A second nesting sea turtle was spotted on the beach in the early morning hours of May 1, near the first one on zone 6.
The Boca Grande Sea Turtle Association hosted a party at the Boca Grande Community Center on Thursday, April 26 to welcome new and returning patrol members. Additional patrol volunteers are always welcome. Training and supplies are provided. If you’re interested in being part of the turtle patrol program, please send an email to firstname.lastname@example.org.
Include the number of days per week you’d like to patrol, along with your level of experience.
Keeping beaches dark at night and free of obstacles will help sea turtles during their nesting season, which lasts through the end of October.
Bright lighting can misdirect and disturb nesting sea turtles and their hatchlings, so beachgoers should avoid using flashlights or cellphones at night. Turning out lights or closing curtains and shades in buildings along the beach after dark will ensure nesting turtles are not disturbed as they come ashore, and hatchlings will not become disoriented when they emerge from their nests.
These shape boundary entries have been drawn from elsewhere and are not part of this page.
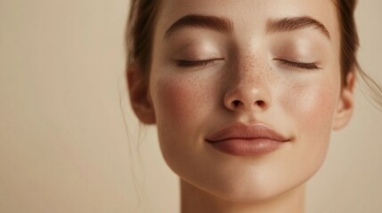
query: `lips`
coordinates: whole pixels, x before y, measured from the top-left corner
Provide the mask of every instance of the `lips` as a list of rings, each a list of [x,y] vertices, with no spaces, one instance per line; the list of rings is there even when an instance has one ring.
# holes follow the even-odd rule
[[[238,156],[255,156],[272,152],[290,138],[264,124],[235,123],[206,137],[217,150]]]

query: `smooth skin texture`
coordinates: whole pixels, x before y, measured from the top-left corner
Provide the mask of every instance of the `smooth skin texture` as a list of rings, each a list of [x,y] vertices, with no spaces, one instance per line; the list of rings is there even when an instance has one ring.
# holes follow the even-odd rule
[[[184,27],[166,36],[190,14],[224,18],[232,30]],[[296,17],[321,22],[329,38],[313,27],[267,31],[269,20]],[[180,177],[183,213],[304,212],[305,183],[354,107],[353,73],[340,83],[337,17],[330,0],[163,1],[149,82],[132,65],[128,84],[135,114],[157,124]],[[206,141],[235,122],[264,124],[290,141],[258,156]]]

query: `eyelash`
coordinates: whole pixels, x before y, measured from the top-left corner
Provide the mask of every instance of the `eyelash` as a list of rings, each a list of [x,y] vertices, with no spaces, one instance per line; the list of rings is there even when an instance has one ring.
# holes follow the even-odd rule
[[[176,66],[183,67],[206,67],[214,63],[215,60],[221,60],[223,59],[206,59],[206,60],[177,60]]]
[[[206,59],[206,60],[177,60],[176,66],[183,67],[206,67],[214,63],[215,60],[220,60],[223,59]],[[317,67],[315,63],[303,63],[303,62],[294,62],[286,59],[275,59],[275,60],[280,61],[281,64],[289,67],[301,69],[321,69]]]
[[[303,63],[303,62],[294,62],[286,59],[275,59],[275,60],[280,61],[281,64],[289,67],[301,69],[321,69],[321,67],[317,67],[315,63]]]

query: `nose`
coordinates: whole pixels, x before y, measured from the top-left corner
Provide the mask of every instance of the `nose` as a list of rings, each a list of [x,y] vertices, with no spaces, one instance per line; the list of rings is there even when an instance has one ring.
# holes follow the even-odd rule
[[[231,111],[266,110],[272,99],[266,77],[260,73],[246,75],[238,76],[230,83],[224,98],[224,106]]]

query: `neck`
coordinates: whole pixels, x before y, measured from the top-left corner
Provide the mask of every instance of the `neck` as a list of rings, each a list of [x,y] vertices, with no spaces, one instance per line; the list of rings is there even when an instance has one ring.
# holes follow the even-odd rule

Clearing away beach furniture at the end of the day and filling in holes in the sand are also important, because turtles can become trapped in furniture or open holes on the beach.
Florida’s beachfront residents and visitors taking these actions will help conserve the loggerhead, leatherback and green sea turtles that nest on the state’s coastlines.
Wherever you are, other ways to help sea turtles include properly disposing of fishing line to avoid entanglements and reporting those that are sick, injured, entangled or dead to the FWC’s Wildlife Alert Hotline at 888-404-FWCC (3922) or #FWC or *FWC on a cellphone.